Nicetas persuadió al santo para que le acompañase a Constantinopla a visitar al emperador Heraclio, el año 619, cuando los persas se preparaban a atacar. Durante el viaje, en Rodas, el patriarca recibió un aviso del cielo de que su muerte estaba próxima, y dijo a Nicetas: «Tú me habías invitado a visitar al emperador de la tierra; pero el Rey del cielo me llama a Sí». De manera que san Juan se dirigió a Chipre, donde había nacido, y murió apaciblemente poco después, en Amato (Limassol), el año 619 ó 620. Su cuerpo fue después trasladado a Constantinopla, donde estuvo largo tiempo. El sultán turco regaló las reliquias del santo patriarca a Matías de Hungría, quien construyó en su oratorio de Budapest un relicario especial para guardarlas. En 1530, las reliquias fueron trasladadas a Tall, cerca de Bratislava, y en 1632, a Bratislava, donde se hallan en la actualidad..

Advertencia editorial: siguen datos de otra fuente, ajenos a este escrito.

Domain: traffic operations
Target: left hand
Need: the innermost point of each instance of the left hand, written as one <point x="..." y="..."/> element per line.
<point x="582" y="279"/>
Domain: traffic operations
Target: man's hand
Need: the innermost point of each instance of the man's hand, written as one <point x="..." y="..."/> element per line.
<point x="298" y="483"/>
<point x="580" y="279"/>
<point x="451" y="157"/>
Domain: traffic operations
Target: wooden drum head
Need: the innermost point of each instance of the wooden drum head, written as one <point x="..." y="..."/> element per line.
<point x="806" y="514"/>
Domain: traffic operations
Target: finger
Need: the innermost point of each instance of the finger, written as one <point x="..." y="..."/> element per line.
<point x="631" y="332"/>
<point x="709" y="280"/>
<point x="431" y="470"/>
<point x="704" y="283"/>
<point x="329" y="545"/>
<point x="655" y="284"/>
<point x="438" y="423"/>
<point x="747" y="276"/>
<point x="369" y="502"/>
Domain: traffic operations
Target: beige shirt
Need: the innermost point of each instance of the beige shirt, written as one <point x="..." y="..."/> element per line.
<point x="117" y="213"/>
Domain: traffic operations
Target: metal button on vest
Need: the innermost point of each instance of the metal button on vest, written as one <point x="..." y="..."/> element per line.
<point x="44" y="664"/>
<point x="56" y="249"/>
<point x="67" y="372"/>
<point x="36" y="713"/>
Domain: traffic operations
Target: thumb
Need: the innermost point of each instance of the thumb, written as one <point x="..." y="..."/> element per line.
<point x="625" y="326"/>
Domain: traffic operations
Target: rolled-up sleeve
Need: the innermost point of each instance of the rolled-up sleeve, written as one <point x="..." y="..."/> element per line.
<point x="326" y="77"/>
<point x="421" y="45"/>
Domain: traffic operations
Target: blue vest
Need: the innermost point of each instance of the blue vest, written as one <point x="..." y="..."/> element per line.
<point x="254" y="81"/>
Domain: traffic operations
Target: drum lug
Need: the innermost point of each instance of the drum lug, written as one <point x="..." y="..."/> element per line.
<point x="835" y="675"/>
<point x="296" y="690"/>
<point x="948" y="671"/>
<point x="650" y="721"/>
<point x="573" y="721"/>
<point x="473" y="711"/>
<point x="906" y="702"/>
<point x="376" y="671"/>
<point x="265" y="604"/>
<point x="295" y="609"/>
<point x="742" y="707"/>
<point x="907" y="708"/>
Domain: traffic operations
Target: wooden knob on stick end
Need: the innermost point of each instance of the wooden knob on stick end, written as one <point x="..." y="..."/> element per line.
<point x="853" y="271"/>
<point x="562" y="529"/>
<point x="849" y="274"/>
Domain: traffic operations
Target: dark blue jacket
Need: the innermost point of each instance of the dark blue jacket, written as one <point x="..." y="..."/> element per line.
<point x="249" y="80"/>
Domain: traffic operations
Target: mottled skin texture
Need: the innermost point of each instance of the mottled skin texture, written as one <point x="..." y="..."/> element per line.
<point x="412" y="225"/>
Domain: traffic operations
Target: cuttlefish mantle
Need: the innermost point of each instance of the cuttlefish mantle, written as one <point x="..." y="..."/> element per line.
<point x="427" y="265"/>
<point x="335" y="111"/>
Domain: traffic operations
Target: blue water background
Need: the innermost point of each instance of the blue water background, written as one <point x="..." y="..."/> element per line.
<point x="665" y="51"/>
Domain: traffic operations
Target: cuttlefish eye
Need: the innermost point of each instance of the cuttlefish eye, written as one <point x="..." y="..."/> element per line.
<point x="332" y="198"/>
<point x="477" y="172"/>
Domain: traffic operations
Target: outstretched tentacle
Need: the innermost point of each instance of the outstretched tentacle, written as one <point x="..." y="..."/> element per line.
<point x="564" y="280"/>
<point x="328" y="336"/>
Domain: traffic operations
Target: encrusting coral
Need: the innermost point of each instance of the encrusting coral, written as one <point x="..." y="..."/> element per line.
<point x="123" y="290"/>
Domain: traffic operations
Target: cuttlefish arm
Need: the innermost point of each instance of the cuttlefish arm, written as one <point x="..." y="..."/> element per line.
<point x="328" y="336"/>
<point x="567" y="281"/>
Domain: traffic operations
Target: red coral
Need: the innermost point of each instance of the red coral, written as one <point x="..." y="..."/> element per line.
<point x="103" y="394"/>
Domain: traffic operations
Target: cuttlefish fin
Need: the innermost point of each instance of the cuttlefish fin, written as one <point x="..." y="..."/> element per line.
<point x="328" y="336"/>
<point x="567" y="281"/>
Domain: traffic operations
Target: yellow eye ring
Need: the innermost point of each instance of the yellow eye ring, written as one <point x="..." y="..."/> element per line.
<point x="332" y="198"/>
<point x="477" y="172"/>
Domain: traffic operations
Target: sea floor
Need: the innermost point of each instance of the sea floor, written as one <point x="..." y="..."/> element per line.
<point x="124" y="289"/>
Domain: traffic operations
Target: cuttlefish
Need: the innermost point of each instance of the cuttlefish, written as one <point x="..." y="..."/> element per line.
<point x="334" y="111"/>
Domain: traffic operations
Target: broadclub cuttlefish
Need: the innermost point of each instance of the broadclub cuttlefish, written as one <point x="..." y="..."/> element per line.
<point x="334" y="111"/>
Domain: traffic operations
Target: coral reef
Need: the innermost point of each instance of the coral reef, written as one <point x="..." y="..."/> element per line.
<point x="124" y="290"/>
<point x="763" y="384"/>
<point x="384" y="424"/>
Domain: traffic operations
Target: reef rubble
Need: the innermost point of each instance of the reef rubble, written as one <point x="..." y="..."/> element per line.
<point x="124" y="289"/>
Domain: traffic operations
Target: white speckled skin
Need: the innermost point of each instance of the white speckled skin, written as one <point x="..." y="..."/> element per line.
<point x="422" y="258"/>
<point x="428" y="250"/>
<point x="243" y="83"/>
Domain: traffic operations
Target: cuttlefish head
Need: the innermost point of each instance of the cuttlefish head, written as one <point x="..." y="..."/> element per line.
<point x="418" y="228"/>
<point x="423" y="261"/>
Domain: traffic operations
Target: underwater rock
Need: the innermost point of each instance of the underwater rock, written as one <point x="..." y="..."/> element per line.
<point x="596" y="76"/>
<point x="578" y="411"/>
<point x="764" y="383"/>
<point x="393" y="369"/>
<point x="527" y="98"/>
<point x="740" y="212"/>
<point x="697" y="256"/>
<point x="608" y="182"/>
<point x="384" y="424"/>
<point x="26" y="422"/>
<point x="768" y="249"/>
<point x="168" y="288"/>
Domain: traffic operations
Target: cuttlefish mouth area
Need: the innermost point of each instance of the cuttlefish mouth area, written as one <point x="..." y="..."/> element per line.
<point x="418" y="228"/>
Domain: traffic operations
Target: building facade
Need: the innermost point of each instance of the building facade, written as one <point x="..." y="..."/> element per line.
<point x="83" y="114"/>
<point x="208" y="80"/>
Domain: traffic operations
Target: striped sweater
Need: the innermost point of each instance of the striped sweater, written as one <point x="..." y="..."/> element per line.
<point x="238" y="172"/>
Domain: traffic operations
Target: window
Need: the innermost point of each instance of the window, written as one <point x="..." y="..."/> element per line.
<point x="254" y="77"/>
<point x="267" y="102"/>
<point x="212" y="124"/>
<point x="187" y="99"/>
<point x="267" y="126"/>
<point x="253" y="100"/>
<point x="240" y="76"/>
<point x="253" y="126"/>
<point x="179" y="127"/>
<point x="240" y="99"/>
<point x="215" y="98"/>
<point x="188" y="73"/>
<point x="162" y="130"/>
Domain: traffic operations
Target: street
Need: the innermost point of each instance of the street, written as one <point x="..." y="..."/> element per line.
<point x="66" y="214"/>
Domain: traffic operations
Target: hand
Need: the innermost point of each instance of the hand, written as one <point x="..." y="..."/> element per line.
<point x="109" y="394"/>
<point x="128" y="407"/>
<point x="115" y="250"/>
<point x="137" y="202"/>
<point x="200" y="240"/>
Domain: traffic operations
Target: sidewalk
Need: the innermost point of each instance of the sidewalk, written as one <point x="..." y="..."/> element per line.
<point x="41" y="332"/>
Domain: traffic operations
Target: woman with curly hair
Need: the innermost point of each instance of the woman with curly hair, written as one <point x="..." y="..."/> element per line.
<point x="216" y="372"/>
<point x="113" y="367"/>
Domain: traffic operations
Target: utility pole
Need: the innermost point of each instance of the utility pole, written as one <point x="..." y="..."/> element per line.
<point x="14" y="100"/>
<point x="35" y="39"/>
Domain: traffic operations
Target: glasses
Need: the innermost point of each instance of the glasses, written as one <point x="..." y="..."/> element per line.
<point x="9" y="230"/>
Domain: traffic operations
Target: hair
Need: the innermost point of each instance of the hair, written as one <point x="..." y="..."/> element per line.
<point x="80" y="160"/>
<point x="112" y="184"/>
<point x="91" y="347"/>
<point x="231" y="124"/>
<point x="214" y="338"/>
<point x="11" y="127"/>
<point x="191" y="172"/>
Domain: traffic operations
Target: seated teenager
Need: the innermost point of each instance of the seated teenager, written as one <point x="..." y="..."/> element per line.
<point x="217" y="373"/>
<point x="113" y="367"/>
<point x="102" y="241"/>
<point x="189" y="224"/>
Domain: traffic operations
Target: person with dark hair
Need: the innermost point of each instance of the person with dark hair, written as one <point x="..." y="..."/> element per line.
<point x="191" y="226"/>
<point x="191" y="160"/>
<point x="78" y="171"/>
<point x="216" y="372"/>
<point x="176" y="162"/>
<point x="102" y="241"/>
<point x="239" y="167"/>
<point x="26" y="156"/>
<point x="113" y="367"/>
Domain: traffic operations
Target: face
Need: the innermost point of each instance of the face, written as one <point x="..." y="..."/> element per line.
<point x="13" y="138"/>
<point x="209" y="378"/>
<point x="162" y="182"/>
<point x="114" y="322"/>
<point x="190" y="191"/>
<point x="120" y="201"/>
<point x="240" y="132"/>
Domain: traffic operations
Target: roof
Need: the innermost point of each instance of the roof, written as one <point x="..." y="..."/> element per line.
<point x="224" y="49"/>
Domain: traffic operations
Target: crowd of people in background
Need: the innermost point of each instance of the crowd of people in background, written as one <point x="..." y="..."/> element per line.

Juan Moschus y Sofronio, dos contemporáneos del santo, escribieron una biografía que se perdió. En cambio, nos ha quedado la biografía escrita por otro contemporáneo, el obispo Leoncio de Nápoles, de Chipre. Un antiguo editor redujo estas dos fuentes a una sola en un texto publicado por el P. Delehaye en 1927 (Analecta Bollandiana, vol. XLV, pp. 5-74). Esa es la versión que empleó Simeón Metafrasto para su biografía, en el siglo X. N. H. Baynes y Elizabeth Dawes, en Three Byzantine Saints (1948), ofrecen una traducción de la parte de ese texto escrita por Moschus y Sofronio, y del texto original de Leoncio. H. Gelzer (1893) publicó el texto griego de Leoncio; en Acta Sanctorum, 23 de enero, se halla una traducción latina hecha por Anastasio el Bibliotecario; el P. P. Bedjan publicó una versión siria, en Acta Martyrum et Sanctorum, vol. IV.
El cuadro que ilustra el artículo es "Juan el Limosnero" de Tiziano (1550), en la Iglesia de san Juan Limosnero, en Venecia.